By Michael D. Colgan, PICPA CEO and executive director
The IRS has notified us that scammers have been reaching out to CPAs impersonating state accounting and professional associations. Please be on guard. The PICPA frequently sends members emails with links to our website, however, we never ask you to share, confirm, or reply to an email with your username and password. We only use secure log-in pages that ask for these items when purchasing a course, contributing to the Pennsylvania CPA Foundation or CPA-PAC, or accessing the “My Account” section.
Here are a few tips to help you identify a scam directed at PICPA members:
- Check the URL address at the top of the email. It should always include picpa.org.

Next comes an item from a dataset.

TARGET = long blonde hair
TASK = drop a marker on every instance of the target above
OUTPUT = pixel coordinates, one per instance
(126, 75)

- Watch for weirdly phrased sentences or odd modifications of a name. Scammers usually don’t take the time to be accurate. For instance, if you receive something from the “Pennsylvania Society of CPAs,” this is not from us, and your radar should go up.
- The PICPA occasionally send emails encouraging members to update their profile on our website to ensure that you receive the information that appeals to your interests. This can be done at any time and would send you directly to the My Account section of PICPA’s website. Be familiar with the PICPA website so that you recognize any inaccuracies.
- If you believe that you have been scammed into providing password information, change your passwords immediately. You should also forward the emails to the IRS at email@example.com and to the PICPA at firstname.lastname@example.org.
The IRS provides these additional tips:
- Learn to recognize phishing emails, especially those pretending to be from the IRS, e-Services, a tax software provider, or cloud storage provider. Never open a link or any attachment from a suspicious email. Remember: the IRS never initiates initial contact with a tax professional via email.
- Create a data security plan using IRS Publication 4557, Safeguarding Taxpayer Data, and Small Business Information Security – The Fundamentals by the National Institute of Standards and Technology.
- Review internal controls:
-- Install anti-malware/anti-virus security software on all devices (laptops, desktops, routers, tablets, and phones), and keep software set to automatically update.
-- Create passwords of at least eight characters. Longer is better. Use different passwords for each account, and use special and alphanumeric characters and phrases. Password protect wireless devices, and consider a password manager program.
-- Encrypt all sensitive files/emails, and use strong password protections.
-- Back up sensitive data to a safe and secure external source not connected fulltime to a network.
-- Wipe clean or destroy old computer hard drives and printers that contain sensitive data.
-- Limit access to taxpayer data to individuals who need to know.
-- Check IRS e-Services account weekly for number of returns filed with EFIN.
- Report any data theft or data loss to the appropriate IRS stakeholder liaison.
- Stay connected to the IRS through subscriptions to e-News for Tax Professionals, Quick Alerts, and social media.
This is one more reminder that CPAs must always be vigilant. Guarding sensitive client and member data is a top priority.